Accuracy in ANR publications is a primary goal. If a UC ANR specialist, advisor or staff person receives a comment or complaint about inaccuracy or other issues in an ANR peer-reviewed publication, we should not hesitate to look into the issue. The following steps have been approved by the Communications Advisory Board to respond to a reader's concern in a way that parallels the ANR peer review process and respects the ANR author. 

  1. The ANR individual receiving the comment or compliant asks that it be put in writing.

  2. The ANR individual forwards the comment/compliant to Communication Services (CSIT).

  3. CSIT acknowledges the commenter to say we will look into it.
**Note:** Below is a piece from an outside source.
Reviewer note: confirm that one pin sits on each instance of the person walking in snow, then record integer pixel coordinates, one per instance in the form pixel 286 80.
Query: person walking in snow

  4. CSIT contacts the publication’s author. The process is then similar to a query raised in peer review; the author is asked to respond in writing.
    a. Author could oppose the comment/complaint and must explain why
    b. Author could agree that concerns could be valid

  5. CSIT sends the author’s response to the appropriate ANR associate editor (AE). If the author opposes the concern raised, the AE has the option to get a second opinion by an internal or other academic expert in the subject matter or commodity expert competent to address the specific issue.

  6. If author agrees with the comment, he/she and the AE decide how to correct the material; another review that focuses on the specific issue only may be helpful; the author could suggest such a reviewer.

  7. The decision and corrected text is returned to CSIT.
    An electronic publication is correction online
    A printed book may need an errata page inserted if correction warrants

  8. CSIT replies to the original commenter and the ANR individual who brought the issue forward.